Chesley Arthur "Ches" Crosbie (November 4, 1905 – December 26, 1962) was a Newfoundland businessman and politician.

==Early life==
Crosbie belonged to a prominent St. John's family involved in hotels, fish exporting, insurance, shipping and manufacturing. He was the son of Mitchie Anne (Manuel) and Sir John Chalker Crosbie, the founder of Crosbie and Company Limited. His father also served in the country's government as Minister of Shipping in 1917; as Acting Prime Minister in 1918; and was Minister of Finance and Customs from 1924 until his retirement in 1928.

==Career==
After his father's death in 1932, Crosbie took over the family business and attempted to expand it further by investing in whaling.

Crosbie was a delegate to the Newfoundland National Convention and favoured responsible government. On March 20, 1948, he split with the Responsible Government League, the main opposition party to Joey Smallwood, and formed the Party for Economic Union with the United States that promoted free trade with the US instead of Confederation with Canada. He and many younger convention delegates feared that the RGL was disorganized and bound to lose the referendum campaign unless a new party was formed.

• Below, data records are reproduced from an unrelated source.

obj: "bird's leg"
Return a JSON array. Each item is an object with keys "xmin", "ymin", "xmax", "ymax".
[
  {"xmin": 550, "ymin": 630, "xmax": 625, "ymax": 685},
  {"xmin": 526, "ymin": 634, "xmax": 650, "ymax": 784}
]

The divided anti-Confederation forces were defeated by Smallwood's Confederate Association in the 1948 Newfoundland referendums. Crosbie subsequently served as a member of the seven-person delegation sent to Ottawa to negotiate the final Terms of Union with Canada. Dissatisfied with the negotiations, he refused to sign the final agreement citing objections to its financial terms and retired from public life.

==Family==
His father, Sir John Chalker Crosbie, was Prime Minister of the Dominion of Newfoundland from January 31, 1917 to December 5, 1918. He was Minister of Shipping in 1919 and Minister of Finance and Customs under Prime Minister Walter Monroe from 1924 to 1928.

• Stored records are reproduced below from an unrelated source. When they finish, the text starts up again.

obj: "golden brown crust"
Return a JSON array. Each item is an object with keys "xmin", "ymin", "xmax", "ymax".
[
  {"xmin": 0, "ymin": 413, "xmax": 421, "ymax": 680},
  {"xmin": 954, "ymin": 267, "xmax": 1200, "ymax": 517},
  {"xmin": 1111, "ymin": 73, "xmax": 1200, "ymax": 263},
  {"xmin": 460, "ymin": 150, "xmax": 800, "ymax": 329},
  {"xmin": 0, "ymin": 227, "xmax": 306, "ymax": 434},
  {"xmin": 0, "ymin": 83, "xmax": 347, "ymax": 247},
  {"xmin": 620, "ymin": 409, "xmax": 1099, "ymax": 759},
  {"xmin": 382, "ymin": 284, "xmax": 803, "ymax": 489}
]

His son, John Crosbie, became a prominent politician serving as cabinet minister at both provincial and federal level, the latter in the government of Brian Mulroney, where he fulfilled his father's dream as an architect of the Canada-U.S. Free Trade Agreement. He was Lieutenant Governor of Newfoundland and Labrador from 2008 to 2013. His grandson, also named Chesley but better known as Ches Crosbie, was leader of the Progressive Conservative Party of Newfoundland and Labrador and Leader of the Opposition in the Newfoundland and Labrador House of Assembly from 2018 until 2021.